It's early evening in Room 329 on the campus of the University of Southern California's Annenberg School of Communication. Although tonight's class on communications policy is meeting for only the second time, its 15 graduate students are already voicing some strong opinions. Elisa Montoya, for example, has decided that she doesn't want to be Supreme Court Justice William Rehnquist. Instead, she wants to be Justice Thurgood Marshall. Kellie Reagan is expressing her displeasure at having been assigned Senator Barbara Boxer, of California; she'd prefer Senator Ernest Hollings, of South Carolina.
At the front of the room, Tracy Westen, sporting a mop of curly white hair and a big grin, is taking it all in stride. Agent provocateur, Web-based political organizer, former Federal Trade Commission official, and part-time professor at USC, Westen has asked his students to play these real-life politicians in a simulation that he's created to teach how policy is really forged. But now, with the students pushing back, Westen seems downright delighted! This, he seems to be saying, is what healthy democracy is all about. Democracy is based on participation. It's premised on the notion that if people don't like something, they have the right not only to voice their opinions but also to try to change the situation.

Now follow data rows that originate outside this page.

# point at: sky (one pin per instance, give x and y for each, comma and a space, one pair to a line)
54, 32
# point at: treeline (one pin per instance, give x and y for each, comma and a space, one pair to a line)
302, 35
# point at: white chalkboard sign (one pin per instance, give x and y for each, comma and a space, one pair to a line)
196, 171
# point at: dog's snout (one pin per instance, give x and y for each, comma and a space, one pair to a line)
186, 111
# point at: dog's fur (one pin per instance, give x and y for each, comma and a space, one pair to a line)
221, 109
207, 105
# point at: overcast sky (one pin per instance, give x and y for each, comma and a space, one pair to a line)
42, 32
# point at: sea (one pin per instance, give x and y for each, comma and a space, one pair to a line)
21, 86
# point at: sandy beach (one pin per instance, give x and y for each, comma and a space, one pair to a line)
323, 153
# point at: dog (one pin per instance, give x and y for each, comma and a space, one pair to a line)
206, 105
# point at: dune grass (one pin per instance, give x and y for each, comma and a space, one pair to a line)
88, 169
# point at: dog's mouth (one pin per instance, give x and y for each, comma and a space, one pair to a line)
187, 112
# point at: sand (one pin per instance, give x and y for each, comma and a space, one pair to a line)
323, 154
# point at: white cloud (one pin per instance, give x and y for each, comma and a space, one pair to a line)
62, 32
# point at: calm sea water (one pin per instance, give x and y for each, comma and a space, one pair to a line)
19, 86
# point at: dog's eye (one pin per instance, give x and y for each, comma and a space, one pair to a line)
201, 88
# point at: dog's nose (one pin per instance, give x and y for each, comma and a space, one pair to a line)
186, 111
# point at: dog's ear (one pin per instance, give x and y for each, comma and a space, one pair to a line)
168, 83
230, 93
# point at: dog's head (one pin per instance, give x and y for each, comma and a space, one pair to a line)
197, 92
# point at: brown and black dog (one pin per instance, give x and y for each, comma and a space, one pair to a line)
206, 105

Of course, one reason why Westen is enjoying this small scene in his classroom -- a microcosm of the fundamental workings of democracy -- is that when he looks at the political process at work in California or in the United States, he rarely sees democratic principles being put into practice. From his vantage point as founder of the Web-based Democracy Network, Westen can cite chapter and verse to illustrate the elements of modern-day democracy that are misfiring: Special-interest groups use campaign contributions to manipulate the political process, currying favor with candidates and winning unprecedented access to the day-to-day operations of government. Politicians and elected officials have learned how to use attack ads, sound bites, spin control, and out-and-out falsehoods to thwart real dialogue with voters. And, in the process, they have transformed American politics from the heritage of the Lincoln-Douglas debates to the heresy of the Jerry Springer show. For its part, the media seems more interested in grabbing a ringside seat at the latest scandal than in analyzing the nuts-and-bolts issues that genuinely affect voters' lives. And, says Westen, this political miasma has inescapable costs: In the 1998 national election, a mere 36% of the electorate exercised their right to vote -- the lowest turnout in American political history since 1942. What's more, Westen points out, the turnout was even lower among new voters between the ages of 18 and 24 -- a scant 15% to 20% bothered to cast a vote.
"So," says Westen, "not only did we vote at one of the lowest recorded levels ever, but young voters were voting at only one half of the overall rate. That's a very depressing conclusion, because historically, young voters pump new ideas into the system." Throughout his career, Westen has sought to pump his own new ideas into the American political system. From his days as a law student involved in the Free Speech Movement at the University of California, Berkeley in the 1960s, through his tenure in Washington, DC as deputy director of the Federal Trade Commission's Bureau of Consumer Protection during the Carter administration in the late 1970s, to his present involvement as founder and president of the Los Angeles-based Center for Governmental Studies (CGS), Westen has campaigned selflessly and tirelessly for a fairer, more open, and more responsive government.
When Westen founded CGS in 1983, its purpose was to reform campaign-finance laws. Its current mission is equally straightforward: "to enhance the quantity and quality of governmental information available to citizens through the use of modern communications technologies; to expand the opportunities for citizens to participate in elective and governmental processes; to improve the integrity of government decision making; to strengthen government's responsiveness to the public's interests; and, ultimately, to restore public trust in government and the electoral process." For anyone else, pursuing this mission would constitute a full-time job. But for Westen, it is only one facet of a public-service, public-change agenda that has required him to wear many hats: president of the Democracy Network, founder and first vice president of the California Channel, and coauthor of 10 books on campaign finance, ballot initiatives, and judicial and media reform -- plus teaching at USC's Annenberg School and at the UCLA School of Law.